Successful individuals take control of their careers by prioritizing the outcomes they desire and building goals around them. They then find ways to make those goals actionable. The accumulation of these actions over time builds into the achievement of their long-term objectives.
People with Career Intensity distinguish themselves from the rest of the world by the way they view success. A super-achiever does not allow society to determine her worth. Instead, she views success through her own lens – and a unique and specific lens at that. In essence, she sets goals for herself and does not claim victory until she has achieved them. Hers is an all-or-nothing process: either she has reached her goals, or she has not. If she has not yet arrived at the point where she has reached her goal, she simply presses forward. On the surface, this process may appear very simplistic. In reality, it is one of the cornerstones to success. Only you can define your goals. When you do, you should stop at nothing to achieve your dreams.
Judging Your Own Success
A critical lesson to be learned here is that you should be the only judge of your own success. Only you know what the roadmap to your destination looks like. Pretend that you are going on a long journey with some friends. You all start out from the same location. Everyone knows that it will take several days to get to the place you want to go. Everyone knows where that place is, but the friends you are traveling with do not know how to get there. You are the only person who has the map that will help you find your destination. Only you know which landmarks along the way will help keep you on course. How do you think the other travelers feel? Do you think they have blind faith that you will reach your destination? Some of them may, but the majority probably has doubts. They may believe that you have selected a destination that is too far from home or that may require too difficult a journey.
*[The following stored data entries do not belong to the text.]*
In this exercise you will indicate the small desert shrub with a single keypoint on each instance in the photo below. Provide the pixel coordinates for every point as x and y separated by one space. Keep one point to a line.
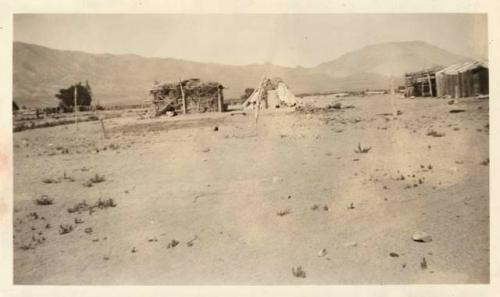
282 213
335 106
298 272
105 204
97 178
44 200
362 150
79 207
435 133
65 229
50 181
172 244
83 206
26 247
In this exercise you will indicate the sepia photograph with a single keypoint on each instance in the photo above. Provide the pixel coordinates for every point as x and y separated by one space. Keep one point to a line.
250 149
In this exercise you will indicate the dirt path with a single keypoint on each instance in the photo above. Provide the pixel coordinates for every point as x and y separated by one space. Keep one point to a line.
218 194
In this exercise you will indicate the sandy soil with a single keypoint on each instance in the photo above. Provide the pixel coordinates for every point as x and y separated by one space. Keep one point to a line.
218 194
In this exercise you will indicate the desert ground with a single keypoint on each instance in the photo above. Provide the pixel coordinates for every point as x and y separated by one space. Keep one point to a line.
248 204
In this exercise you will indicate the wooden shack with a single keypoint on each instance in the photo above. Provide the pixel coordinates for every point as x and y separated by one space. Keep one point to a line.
187 96
463 80
421 83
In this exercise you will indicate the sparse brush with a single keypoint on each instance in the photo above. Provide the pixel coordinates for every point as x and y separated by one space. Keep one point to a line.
44 200
79 207
435 133
26 247
83 206
282 213
298 272
104 204
50 181
88 184
97 179
65 229
173 243
362 150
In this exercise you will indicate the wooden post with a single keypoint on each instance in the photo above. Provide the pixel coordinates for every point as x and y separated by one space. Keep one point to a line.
184 107
76 106
219 98
430 84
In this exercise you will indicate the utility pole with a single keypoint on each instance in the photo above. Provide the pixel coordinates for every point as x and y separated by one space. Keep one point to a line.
76 106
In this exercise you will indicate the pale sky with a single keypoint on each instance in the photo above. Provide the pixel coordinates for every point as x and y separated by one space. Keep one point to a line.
288 40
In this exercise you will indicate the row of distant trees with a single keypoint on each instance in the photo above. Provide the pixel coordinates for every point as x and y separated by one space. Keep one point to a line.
67 96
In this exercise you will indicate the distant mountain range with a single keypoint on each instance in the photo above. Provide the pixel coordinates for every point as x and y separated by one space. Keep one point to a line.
39 72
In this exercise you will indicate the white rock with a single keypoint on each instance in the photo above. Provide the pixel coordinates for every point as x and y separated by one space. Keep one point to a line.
421 236
351 244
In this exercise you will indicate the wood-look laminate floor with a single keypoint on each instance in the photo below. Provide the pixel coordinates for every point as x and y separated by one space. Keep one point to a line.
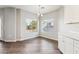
31 46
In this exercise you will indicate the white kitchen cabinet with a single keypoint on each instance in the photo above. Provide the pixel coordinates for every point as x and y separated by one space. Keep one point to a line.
61 43
71 14
76 47
68 45
9 23
65 44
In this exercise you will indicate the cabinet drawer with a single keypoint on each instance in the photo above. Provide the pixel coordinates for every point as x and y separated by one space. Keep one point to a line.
76 43
76 50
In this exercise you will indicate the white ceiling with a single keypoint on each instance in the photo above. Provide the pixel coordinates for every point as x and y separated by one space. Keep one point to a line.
35 8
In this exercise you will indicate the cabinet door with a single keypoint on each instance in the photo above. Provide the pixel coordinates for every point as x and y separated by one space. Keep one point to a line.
76 50
10 23
71 14
61 43
68 45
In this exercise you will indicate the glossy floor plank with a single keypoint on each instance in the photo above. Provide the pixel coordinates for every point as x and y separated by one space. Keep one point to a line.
31 46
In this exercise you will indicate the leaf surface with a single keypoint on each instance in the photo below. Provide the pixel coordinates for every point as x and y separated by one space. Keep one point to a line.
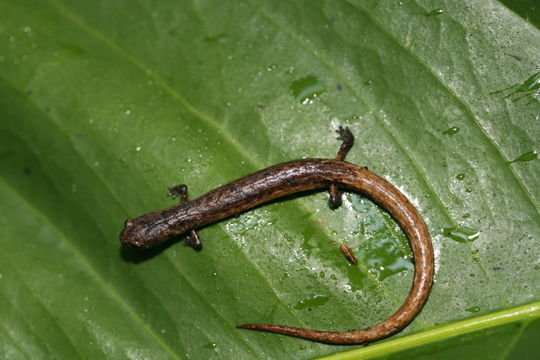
106 104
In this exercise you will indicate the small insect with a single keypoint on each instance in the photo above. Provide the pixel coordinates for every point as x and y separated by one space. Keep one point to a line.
348 254
288 178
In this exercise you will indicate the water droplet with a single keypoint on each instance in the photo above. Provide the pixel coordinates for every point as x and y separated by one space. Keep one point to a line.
462 234
451 131
312 301
434 12
528 156
215 39
306 89
530 85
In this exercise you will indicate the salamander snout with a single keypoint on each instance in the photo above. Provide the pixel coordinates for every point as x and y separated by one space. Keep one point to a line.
131 235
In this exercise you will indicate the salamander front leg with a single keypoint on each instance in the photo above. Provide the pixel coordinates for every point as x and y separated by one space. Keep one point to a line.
192 239
347 141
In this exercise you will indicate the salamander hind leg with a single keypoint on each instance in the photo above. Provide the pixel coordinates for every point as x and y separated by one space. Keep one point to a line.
192 239
347 141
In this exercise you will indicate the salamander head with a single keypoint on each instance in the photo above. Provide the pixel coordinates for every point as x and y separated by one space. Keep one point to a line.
143 232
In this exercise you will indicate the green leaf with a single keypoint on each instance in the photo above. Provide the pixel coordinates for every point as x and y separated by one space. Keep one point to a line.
106 104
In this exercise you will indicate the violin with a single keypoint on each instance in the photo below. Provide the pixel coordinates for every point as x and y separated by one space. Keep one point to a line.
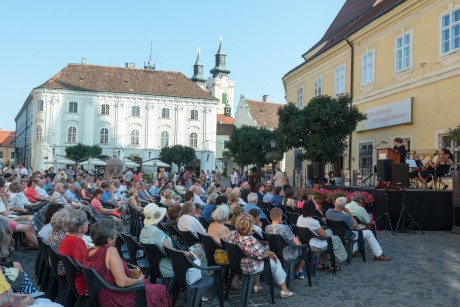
428 165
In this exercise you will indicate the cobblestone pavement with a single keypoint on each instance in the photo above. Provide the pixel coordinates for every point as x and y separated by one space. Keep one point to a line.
424 271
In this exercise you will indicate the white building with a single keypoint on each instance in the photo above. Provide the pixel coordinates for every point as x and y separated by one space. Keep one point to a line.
129 112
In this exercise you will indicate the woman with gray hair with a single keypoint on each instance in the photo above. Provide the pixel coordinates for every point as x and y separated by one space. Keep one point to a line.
76 225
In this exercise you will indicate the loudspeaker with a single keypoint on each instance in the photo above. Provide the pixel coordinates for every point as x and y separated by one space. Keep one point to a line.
384 169
400 175
318 170
310 172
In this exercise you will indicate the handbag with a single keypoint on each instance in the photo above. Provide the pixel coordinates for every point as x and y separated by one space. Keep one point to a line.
134 270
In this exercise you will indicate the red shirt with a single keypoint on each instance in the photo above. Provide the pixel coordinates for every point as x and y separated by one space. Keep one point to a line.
30 194
75 247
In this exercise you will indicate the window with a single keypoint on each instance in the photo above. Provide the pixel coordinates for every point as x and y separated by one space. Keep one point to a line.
73 107
136 111
194 114
104 136
72 135
135 137
367 68
318 86
340 80
40 106
403 52
164 139
39 134
299 101
450 32
193 140
105 109
165 113
365 159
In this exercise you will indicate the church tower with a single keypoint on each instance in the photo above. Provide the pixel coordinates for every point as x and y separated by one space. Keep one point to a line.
220 85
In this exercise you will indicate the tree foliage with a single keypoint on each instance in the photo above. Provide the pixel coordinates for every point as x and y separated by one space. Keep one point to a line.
80 151
177 154
321 127
251 145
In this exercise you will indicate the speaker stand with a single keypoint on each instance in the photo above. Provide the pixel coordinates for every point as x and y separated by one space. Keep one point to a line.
386 213
402 216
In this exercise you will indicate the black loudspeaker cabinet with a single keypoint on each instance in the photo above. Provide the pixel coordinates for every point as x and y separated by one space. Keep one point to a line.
400 175
384 169
310 172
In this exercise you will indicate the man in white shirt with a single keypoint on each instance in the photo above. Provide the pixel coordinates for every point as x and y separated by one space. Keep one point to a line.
188 221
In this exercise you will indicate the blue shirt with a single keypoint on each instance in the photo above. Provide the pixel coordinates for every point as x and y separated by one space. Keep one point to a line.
254 206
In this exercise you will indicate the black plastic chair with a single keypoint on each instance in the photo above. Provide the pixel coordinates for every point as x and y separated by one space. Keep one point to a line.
305 235
64 295
95 283
189 238
181 263
277 243
154 255
341 229
235 255
71 270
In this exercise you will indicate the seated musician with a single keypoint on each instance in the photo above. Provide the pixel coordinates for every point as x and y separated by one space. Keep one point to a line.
444 157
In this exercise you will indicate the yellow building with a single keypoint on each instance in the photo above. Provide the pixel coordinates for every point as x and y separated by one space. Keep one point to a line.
400 63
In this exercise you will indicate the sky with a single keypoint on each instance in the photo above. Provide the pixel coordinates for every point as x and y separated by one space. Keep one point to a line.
263 40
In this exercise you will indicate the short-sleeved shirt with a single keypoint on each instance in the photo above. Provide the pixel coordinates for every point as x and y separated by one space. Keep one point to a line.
289 252
313 224
154 235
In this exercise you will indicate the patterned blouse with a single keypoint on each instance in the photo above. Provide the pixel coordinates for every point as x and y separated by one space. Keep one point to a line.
252 247
289 252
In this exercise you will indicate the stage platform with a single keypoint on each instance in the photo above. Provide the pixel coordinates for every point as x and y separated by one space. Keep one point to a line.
432 210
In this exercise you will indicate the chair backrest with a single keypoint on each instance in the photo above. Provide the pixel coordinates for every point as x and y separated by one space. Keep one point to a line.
235 255
189 238
180 263
71 270
277 244
133 247
154 255
209 246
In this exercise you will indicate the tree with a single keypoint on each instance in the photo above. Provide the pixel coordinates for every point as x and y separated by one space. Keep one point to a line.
177 154
251 145
321 127
80 151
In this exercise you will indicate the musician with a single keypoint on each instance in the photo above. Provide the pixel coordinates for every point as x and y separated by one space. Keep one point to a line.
399 147
444 157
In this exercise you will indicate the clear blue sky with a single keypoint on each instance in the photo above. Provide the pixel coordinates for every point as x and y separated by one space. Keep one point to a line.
263 40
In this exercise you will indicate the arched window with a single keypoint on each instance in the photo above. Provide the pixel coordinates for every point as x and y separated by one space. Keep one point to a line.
73 107
135 137
39 134
136 111
194 114
164 139
105 109
165 113
72 135
104 136
40 106
193 140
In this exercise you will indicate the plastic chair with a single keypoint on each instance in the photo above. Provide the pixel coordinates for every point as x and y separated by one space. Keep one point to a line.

They may also feel that you don’t know how to get from point A to point B. You have the map and only you can judge whether or not you are on course.
Time and again I have seen people set standards for others that were far too low, and they ended up shortchanging the potential of the individual. Only you know how much talent, skill, and knowledge you bring to any task that you attempt. Others have no true way of assessing your potential. In addition, only you can gauge your motivation toward achievement. Because no one has access to those aspects of your personality, they can’t judge whether or not you are capable of achieving your goals.
If you allow others to define your successes, they will ultimately define your future. It is crucial that you look at your future through your own lens and that you assess your own effort toward success. It is the only way to control your destiny.
Pursuing Your Obsession
Most successful people describe the pursuit of their goals as an obsession. When I speak to them, they state clearly that their careers began to change course when they focused solely on the achievement of their goals – often to the detriment of other aspects of their lives.
I am not advocating that you take an unhealthy approach toward goal achievement. I’m not telling you to avoid your family and friends and only concentrate on the goals you have outlined for yourself. What I am saying is that, in order to achieve your goals and make your dreams come true, you need to spend as much time as possible working toward them.
You may ask yourself how you can align your daily actives with the goals you have set for yourself. This question is particularly perplexing you’re working with a timeframe that is in the distant future. Time and distance can often distort your perception of reality. In other words, because a goal is set far out into the future, you may have a difficult time believing that it is relevant to what you are doing today.
I often compare this perception of goals to the feeling of traveling in an airplane. When you are at 20,000 feet and you look out of the window of an airplane, you see the buildings of a city. Those buildings appear very small and look like tiny little toys. Your brain has a difficult time comprehending the fact that those buildings are actually several hundred feet tall and may contain thousands of people. As the plane descends and you move closer and closer to the ground, you begin to grasp the size of those buildings. You also begin to realize the magnitude of what has just happened. You have, in fact, just traveled a significant distance in a short time at an altitude that would make a bird nervous. Your mind has a difficult time comprehending concepts that are not local and in perspective.
When talking about their goals, part of the obsession top performers describe is the need to take a single step – no matter how small – each day toward achieving their dreams. Each day, these unique individuals perform at least one action that gives them perspective and moves them closer to their ultimate goals.